Es donde se monta todos los domingos la feria de San Telmo. Anticuarios y artesanos irán a calles laterales y convivirán con los manteros que coparon la zona.

Desde hoy y hasta noviembre, la feria de antigüedades de San Telmo que cada domingo recibe a miles de turistas sufrirá cambios. Es que el Gobierno porteño comenzó la reparación de la plaza Dorrego, lo que obligará a reubicar a los puestos de antigüedades y artesanías. El lado positivo será la recuperación de una de las plazas más antiguas de la ciudad. El negativo, que habrá todavía más descontrol en una feria donde conviven puesteros legales con manteros sin habilitación que venden cualquier cosa.

La plaza fue cercada el martes, con lo cual los bares de la zona tuvieron que sacar las mesas que habitualmente colocaban de lunes a sábados, de lado de la calle Defensa. En la Comuna 1, que coordina el proyecto, explicaron que las obras demorarán 90 días.

Lo principal será la recuperación del piso de la plaza, que hoy muestra algunas partes rotas, especialmente porque las raíces de los árboles levantan las baldosas. También crearán un corredor central peatonal, con dos hileras de farolas y bancos.

El proyecto también incluye el arreglo de las veredas y los muros perimetrales, la recuperación del mástil central, la renovación de los cableados y las luminarias, la instalación de bebederos y cestos de basura y la construcción de rampas para discapacitados.

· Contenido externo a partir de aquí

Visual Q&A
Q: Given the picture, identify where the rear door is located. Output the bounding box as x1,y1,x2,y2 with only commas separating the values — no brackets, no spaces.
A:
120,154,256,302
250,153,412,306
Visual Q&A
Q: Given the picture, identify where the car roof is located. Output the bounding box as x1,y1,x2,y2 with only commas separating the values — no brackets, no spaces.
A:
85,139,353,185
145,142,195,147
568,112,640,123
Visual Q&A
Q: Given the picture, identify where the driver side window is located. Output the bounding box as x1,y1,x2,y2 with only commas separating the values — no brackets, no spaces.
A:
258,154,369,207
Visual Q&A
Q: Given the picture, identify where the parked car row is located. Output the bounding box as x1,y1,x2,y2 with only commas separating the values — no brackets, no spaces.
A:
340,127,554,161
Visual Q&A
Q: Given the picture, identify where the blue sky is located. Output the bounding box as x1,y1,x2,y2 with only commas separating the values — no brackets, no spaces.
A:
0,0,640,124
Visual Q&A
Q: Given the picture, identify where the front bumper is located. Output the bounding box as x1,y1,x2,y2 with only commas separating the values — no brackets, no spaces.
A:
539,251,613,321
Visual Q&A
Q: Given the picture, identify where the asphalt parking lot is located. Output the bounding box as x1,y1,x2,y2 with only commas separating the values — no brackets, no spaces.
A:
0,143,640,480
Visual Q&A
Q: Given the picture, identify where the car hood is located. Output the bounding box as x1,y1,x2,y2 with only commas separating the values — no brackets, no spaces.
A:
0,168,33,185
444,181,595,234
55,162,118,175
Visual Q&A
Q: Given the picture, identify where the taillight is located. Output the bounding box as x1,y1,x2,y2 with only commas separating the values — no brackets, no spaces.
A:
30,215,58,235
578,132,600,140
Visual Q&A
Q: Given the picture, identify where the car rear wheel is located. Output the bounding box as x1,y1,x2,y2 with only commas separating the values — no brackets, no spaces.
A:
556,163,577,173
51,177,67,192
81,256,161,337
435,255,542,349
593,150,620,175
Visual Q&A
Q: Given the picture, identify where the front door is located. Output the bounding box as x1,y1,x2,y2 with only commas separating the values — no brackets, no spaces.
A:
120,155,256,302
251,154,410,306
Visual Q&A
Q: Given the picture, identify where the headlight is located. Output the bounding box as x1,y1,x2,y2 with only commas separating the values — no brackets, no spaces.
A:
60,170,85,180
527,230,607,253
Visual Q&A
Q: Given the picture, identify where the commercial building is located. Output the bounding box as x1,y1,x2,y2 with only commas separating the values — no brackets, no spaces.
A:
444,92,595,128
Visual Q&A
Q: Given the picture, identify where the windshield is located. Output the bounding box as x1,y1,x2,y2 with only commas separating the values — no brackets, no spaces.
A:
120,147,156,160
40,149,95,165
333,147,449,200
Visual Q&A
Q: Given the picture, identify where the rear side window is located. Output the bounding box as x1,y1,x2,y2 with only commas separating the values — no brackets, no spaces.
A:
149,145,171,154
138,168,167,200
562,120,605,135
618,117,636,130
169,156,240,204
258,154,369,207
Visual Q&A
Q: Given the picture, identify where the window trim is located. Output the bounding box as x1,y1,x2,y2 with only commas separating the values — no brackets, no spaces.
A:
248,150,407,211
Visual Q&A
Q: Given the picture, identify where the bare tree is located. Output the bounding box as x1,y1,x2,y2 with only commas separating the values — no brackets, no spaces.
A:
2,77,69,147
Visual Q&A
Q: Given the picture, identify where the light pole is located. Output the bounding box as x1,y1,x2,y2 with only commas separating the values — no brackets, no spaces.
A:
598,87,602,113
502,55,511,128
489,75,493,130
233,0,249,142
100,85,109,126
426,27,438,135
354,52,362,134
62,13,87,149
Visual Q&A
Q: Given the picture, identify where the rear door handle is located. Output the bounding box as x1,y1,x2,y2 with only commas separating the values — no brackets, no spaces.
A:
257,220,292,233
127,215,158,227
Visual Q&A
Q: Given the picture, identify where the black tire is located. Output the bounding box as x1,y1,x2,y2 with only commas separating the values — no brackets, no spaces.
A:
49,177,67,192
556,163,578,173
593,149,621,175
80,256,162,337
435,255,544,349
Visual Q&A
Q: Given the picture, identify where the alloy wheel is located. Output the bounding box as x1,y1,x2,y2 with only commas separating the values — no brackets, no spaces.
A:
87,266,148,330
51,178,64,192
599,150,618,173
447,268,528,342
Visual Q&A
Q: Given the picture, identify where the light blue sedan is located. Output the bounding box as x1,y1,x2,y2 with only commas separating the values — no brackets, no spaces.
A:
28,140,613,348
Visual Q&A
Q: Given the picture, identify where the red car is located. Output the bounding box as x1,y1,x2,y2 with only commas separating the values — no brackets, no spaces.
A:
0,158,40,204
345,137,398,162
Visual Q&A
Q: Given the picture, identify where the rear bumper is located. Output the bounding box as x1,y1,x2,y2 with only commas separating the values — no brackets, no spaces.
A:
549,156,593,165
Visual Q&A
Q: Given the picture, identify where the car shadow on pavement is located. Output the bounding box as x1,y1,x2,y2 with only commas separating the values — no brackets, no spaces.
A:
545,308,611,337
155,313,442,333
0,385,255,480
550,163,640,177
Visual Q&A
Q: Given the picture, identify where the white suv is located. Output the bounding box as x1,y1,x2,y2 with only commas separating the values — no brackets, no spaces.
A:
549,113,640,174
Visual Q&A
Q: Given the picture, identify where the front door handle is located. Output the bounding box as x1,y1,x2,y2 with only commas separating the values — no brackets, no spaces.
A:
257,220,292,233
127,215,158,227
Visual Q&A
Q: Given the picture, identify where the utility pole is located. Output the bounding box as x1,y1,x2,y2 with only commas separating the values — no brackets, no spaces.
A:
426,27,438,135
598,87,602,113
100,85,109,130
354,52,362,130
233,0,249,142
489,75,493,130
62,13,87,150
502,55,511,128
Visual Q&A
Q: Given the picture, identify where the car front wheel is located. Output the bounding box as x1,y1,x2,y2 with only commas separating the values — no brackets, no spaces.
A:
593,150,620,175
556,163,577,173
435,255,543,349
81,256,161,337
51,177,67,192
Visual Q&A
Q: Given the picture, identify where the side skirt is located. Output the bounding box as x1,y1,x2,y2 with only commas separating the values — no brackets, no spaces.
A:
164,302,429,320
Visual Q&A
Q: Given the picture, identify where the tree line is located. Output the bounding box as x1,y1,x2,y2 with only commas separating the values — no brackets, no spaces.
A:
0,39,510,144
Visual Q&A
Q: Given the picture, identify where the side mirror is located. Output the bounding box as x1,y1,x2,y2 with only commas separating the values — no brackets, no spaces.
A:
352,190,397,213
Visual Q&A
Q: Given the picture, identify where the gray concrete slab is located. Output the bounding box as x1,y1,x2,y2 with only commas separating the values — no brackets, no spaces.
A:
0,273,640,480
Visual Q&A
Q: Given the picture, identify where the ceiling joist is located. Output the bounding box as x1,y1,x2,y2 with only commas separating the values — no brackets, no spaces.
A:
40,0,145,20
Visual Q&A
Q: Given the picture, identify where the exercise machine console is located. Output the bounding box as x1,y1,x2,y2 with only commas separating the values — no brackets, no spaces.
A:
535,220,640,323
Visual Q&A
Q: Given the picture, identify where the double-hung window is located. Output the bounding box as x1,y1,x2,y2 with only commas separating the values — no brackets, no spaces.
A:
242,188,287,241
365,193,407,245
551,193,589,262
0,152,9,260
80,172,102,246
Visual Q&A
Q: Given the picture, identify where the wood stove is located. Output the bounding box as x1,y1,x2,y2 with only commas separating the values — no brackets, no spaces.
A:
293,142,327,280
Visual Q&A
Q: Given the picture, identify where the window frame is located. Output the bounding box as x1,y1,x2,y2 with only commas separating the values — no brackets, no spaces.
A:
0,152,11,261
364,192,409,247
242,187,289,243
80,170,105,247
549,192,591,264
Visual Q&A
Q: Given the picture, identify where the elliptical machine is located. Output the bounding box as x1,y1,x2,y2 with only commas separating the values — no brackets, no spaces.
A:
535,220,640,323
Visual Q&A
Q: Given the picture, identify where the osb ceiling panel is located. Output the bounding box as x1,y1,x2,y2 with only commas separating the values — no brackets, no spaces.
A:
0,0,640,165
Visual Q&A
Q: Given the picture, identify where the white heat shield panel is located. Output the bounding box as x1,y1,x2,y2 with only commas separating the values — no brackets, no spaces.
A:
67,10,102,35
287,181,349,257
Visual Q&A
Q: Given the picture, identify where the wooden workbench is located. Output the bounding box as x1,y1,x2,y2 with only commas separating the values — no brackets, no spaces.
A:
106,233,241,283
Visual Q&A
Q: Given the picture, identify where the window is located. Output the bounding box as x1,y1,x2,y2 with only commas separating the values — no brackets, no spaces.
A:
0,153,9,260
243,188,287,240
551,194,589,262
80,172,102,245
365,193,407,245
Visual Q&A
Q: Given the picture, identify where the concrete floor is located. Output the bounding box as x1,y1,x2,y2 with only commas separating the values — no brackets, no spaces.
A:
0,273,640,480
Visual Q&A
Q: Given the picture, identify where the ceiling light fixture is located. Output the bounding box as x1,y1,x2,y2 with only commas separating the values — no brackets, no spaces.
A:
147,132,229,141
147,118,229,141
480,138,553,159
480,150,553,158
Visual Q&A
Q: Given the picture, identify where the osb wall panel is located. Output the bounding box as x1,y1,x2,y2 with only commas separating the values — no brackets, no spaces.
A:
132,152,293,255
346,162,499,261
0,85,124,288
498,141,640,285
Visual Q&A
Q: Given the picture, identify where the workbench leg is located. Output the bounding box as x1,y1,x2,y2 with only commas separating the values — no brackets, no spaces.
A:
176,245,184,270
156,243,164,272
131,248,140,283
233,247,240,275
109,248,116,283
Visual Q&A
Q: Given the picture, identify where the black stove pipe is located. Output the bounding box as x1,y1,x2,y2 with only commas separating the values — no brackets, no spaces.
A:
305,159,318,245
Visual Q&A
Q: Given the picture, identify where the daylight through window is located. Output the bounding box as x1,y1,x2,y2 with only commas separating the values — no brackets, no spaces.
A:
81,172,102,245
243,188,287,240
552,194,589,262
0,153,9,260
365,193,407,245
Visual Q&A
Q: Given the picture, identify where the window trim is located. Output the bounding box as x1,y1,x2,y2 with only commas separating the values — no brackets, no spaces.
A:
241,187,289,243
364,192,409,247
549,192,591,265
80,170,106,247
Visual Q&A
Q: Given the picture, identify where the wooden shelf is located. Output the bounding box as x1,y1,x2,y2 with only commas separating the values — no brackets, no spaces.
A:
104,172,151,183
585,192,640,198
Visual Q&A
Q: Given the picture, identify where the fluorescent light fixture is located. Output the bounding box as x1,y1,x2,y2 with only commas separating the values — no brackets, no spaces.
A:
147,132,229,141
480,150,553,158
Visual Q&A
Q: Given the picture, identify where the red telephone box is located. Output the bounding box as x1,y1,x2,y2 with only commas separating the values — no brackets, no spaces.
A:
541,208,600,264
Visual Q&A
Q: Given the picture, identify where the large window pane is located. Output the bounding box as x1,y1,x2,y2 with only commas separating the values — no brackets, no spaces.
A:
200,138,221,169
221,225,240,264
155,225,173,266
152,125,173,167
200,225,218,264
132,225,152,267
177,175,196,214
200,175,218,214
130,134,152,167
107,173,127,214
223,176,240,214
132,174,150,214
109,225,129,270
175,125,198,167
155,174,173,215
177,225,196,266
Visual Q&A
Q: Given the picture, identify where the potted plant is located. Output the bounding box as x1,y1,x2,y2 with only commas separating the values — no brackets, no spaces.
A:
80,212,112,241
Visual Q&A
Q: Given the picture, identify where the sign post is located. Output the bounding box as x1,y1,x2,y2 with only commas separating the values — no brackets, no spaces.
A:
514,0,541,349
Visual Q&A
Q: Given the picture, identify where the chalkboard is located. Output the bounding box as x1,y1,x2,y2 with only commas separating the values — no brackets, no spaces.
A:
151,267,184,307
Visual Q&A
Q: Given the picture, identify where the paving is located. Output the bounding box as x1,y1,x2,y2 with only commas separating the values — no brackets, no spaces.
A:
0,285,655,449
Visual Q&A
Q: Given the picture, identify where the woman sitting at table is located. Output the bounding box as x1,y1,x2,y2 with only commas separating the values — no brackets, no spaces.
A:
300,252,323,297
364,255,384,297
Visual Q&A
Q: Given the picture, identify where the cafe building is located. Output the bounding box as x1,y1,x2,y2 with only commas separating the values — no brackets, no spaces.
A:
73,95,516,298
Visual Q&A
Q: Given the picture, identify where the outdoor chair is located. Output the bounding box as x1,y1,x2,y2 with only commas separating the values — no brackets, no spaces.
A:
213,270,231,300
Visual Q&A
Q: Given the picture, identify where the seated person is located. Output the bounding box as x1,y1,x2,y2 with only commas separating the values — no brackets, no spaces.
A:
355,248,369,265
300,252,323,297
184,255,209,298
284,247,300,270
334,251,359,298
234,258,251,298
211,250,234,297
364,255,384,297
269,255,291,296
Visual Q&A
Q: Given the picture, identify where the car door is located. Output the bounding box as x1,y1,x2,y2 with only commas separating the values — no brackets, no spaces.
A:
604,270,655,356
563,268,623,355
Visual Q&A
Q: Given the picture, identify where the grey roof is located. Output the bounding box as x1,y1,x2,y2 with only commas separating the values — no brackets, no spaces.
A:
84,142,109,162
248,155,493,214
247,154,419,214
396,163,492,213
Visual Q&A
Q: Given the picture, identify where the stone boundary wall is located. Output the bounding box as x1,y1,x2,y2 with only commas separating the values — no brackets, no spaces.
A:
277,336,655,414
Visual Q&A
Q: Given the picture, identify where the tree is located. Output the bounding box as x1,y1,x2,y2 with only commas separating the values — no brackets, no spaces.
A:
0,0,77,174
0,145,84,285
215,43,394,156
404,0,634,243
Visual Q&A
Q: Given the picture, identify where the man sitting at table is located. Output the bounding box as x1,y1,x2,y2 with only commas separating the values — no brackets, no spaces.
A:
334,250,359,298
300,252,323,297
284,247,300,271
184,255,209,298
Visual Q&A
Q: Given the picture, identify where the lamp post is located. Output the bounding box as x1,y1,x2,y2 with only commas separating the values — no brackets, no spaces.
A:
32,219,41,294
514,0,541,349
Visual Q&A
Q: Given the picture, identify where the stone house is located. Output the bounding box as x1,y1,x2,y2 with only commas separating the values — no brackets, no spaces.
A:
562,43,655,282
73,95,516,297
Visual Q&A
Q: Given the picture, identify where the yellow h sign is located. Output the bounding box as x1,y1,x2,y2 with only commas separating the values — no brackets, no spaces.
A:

La plaza ocupa un cuarto de manzana entre Defensa, Humberto 1° y las cortadas Anselmo Aieta y Bethlem. Una de las premisas de la obra es la de respetar el diseño original. Es que en 1978 la Dorrego fue nombrada “Lugar Histórico”, porque fue allí donde el pueblo de Buenos Aires adhirió a la Declaración de Independencia de 1816. La plaza nació casi con la propia fundación de Buenos Aires: en 1586 ya existía y se la conocía como “Alto de las carretas”. En ella funcionó uno de los primeros mercados públicos porteños.

La idea es hacer la obra en dos etapas, para que siempre quede libre al menos una mitad de la plaza. En ella se instalarán los artesanos y manualistas. Los puestos de los anticuarios, en tanto, se ubicarán las calles laterales. En el Gobierno porteño aseguraron que se está dialogando con los puesteros para definir las ubicaciones.